The group, which includes Powell and Olympic champions Shelly-Ann Fraser and Melaine Walker, skipped Jamaica’s main training camp just prior to the Berlin championships. The others include Olympic 400m silver medallist Shericka Williams and hurdlers Kaliese Spencer and Brigitte Foster-Hylton, who went on to win the women’s 100m sprint hurdles gold.
“A sanction was imposed against the offenders and at the instance of the president of the IAAF, the sanction was withdrawn,” the panel wrote in a letter to the Jamaican Amateur Athletic Association.
“To attempt to revisit the matter would be tantamount to trying them twice.”
The panel recommended that coaches communicate better and work closer with the JAAA.
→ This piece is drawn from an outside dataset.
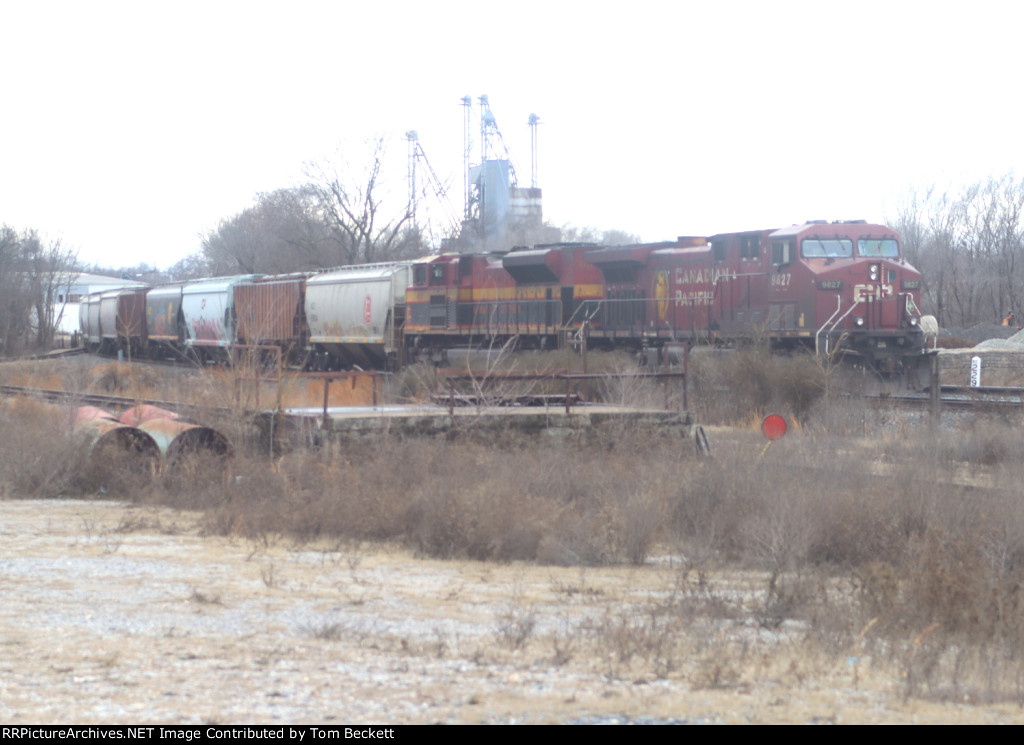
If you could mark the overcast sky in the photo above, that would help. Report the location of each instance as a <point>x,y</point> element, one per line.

“Something needs to be done to get the coaches to be more cooperative. They need to understand that it is the JAAA that is invited to these meets and the athletes only become eligible to participate if selected by the JAAA.”
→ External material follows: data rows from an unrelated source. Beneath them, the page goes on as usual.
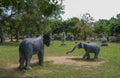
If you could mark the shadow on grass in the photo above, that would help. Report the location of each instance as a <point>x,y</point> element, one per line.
<point>86,60</point>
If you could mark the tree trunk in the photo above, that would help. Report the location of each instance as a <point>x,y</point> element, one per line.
<point>2,35</point>
<point>17,37</point>
<point>85,36</point>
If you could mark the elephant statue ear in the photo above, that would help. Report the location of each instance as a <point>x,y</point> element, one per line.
<point>46,39</point>
<point>80,45</point>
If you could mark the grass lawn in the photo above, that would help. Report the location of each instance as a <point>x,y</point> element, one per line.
<point>110,55</point>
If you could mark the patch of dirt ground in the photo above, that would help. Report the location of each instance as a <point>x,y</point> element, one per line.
<point>72,60</point>
<point>59,60</point>
<point>66,60</point>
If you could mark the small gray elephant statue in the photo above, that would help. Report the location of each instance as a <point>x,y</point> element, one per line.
<point>89,48</point>
<point>30,46</point>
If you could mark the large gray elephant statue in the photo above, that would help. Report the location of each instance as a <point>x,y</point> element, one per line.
<point>30,46</point>
<point>89,48</point>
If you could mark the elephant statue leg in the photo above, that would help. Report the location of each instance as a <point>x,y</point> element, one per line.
<point>96,56</point>
<point>84,56</point>
<point>41,58</point>
<point>28,58</point>
<point>88,56</point>
<point>21,60</point>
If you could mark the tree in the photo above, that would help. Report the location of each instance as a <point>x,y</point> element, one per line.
<point>86,25</point>
<point>8,8</point>
<point>102,27</point>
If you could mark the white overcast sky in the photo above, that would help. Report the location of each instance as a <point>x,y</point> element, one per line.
<point>99,9</point>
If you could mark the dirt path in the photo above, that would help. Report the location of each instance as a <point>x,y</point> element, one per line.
<point>65,60</point>
<point>59,60</point>
<point>72,60</point>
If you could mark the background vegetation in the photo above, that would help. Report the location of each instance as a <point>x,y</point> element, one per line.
<point>109,69</point>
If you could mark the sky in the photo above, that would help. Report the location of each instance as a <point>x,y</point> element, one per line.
<point>98,9</point>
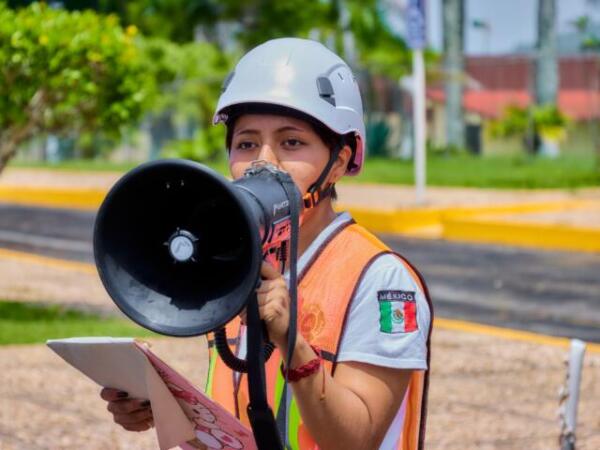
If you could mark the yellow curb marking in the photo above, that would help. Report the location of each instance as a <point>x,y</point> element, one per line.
<point>439,322</point>
<point>507,333</point>
<point>81,199</point>
<point>48,261</point>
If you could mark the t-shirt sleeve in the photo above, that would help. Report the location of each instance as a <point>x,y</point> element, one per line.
<point>389,318</point>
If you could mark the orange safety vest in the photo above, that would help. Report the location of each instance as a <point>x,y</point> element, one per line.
<point>325,290</point>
The panel includes former Jamaica Chief Justice Lensley Wolfe, former Attorney General of Jamaica Winston Spaulding and Chief of Staff of the Jamaica Defence Force major general John Simmonds.
Jamaican track officials initially ruled the six would not be allowed to run at the worlds then made a dramatic U-turn after being pressured by the IAAF.
The group, who are all part of the Maximising Velocity Power (MVP) training group, had been punished by the team directors because they refused to train with the main body of the team in Nuremberg, Germany.
Instead they stayed with their coach Stephen Francis at their Italian training camp in Lignano Sabbiadoro.